I am descended from William and Judith's son James. He was a groom and also a domestic coachman for the Duchesne family. James and Martha had 9 children who lived to adulthood - 6 boys and 3 girls. None of the boys stayed working on the land, and as we know, three of the boys emigrated.
John Bowyer(1786-1855), journeyman blacksmith, born Kedington, Suffolk, to Emund Bowyer and Hannah Wallaker. John married Hannah Missen(1790-1857) at Carlton Cum Willingham, Cambs, on 21 Jan 1808. They had eight children born at various locations. William(b.20 Apr 1808-1850) was baptised at West Wickham, Cambridge, on 18 Jun 1808. William's brother Henry may have been a twin, but no credited baptism. The other siblings were Elizabeth Missen Bowyer(bt London Dec 8, 1810-1871), Eliza(bt West Wratting Jul 31, 1813 -1863), John(bt Cambridge Jul 1, 1818-83), Mary Ann(bt Stetchworth 11 March, 1816-82), Emily(bt Cambridge 21 Jan 1821-1883), and Edward Missen(1825-25).
The Bowyers listed above are part of what the family refers to as the "Kedlington Bowyers", since that is from where they historically originate. They share a common ancestry from William and Maude Bowyer of Wickhambrook(1494-1556) with the "Stradishall Bowyers", since that is where this branch originated(It is slightly boring to everyone else, but it is the benchmark from which we all originate.
2.- The reference to CC Congregational Church are records of the "Stradishall Bowyers". Mary, known as Polly, you refer to as daughter of shepherd Josiah Bowyer(b.27 Jan 1843, Castle Camps) and Elizabeth Freeman(b. 25 Dec 1842, Weston Colville), is part of the second generation Bowyers of Castle Camps.
The first of our Bowyers in CC are the children of shepherd Jonathon Bowyer of Stradishall(1815-1884), who married Charlotte Taylor(1819-1873) of Hundon in CC on 8 Nov 1833. They both died in the village, having raised 10 children there over 23 years. John and Charlotte(Taylor) lived in CC in 1871 in Bumpstead Road and in 1881 at Park Street. Charlotte was 54 when she died. She was buried in CC on 27 Jan, 1873. Her youngest child, Ellen, was then only 10 years old. Should you require details of these children and their children, they are on file but it is extensive.

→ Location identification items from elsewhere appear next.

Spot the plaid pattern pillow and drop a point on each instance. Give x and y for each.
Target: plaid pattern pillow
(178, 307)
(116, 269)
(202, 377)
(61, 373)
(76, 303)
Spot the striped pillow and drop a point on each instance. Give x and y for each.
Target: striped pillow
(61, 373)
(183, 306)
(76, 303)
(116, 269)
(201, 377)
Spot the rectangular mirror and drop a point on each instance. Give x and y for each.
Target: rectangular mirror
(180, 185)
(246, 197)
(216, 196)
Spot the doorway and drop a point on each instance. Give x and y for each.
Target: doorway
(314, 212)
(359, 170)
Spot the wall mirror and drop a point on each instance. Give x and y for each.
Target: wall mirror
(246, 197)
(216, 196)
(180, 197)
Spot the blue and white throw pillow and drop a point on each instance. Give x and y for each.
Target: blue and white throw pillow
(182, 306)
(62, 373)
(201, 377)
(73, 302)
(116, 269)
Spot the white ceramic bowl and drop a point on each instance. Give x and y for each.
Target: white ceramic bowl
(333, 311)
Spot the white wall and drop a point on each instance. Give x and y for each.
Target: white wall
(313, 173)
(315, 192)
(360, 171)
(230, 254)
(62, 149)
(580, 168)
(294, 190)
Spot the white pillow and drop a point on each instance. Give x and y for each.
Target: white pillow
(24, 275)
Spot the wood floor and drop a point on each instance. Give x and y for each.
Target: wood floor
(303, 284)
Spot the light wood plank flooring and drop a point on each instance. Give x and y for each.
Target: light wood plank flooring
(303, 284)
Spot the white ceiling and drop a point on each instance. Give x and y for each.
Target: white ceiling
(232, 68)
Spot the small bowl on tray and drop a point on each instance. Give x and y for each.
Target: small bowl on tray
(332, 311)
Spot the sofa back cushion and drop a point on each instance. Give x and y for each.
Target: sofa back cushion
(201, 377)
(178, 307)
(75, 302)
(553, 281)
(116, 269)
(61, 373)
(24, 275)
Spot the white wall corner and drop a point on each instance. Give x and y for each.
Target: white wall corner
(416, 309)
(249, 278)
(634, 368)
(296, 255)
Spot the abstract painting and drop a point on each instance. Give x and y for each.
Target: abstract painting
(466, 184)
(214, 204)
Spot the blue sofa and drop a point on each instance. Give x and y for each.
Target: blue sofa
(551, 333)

In slight expansion, it was Jonathon's second child, Mary(1865-1956), listed as baptised at CC Congregational Church on 8 Apr 1866. She married the milkman, Stephen Cleaver George Flint (1840-1946) from Shillington, Beds, and they subsequently emigrated to Bishops Stortford, Herts. Mary and elder brother Thomas (1863-1934) were the only two of the 10 born in CC, the remainder being born in Cherry Hinton/Fulbourn, Cambs. These included, as previously mentioned, the war veterans who featured in last year's WWI exhibition in Cherry Hinton Public Library, with photos and taped commentary I supplied. One of these was Henry, father of Henry Freeman,my father, both from CH. They both survived action in their respective wars and that has continued down the line, so CC has a reputation of producing battling survivors, all volunteers.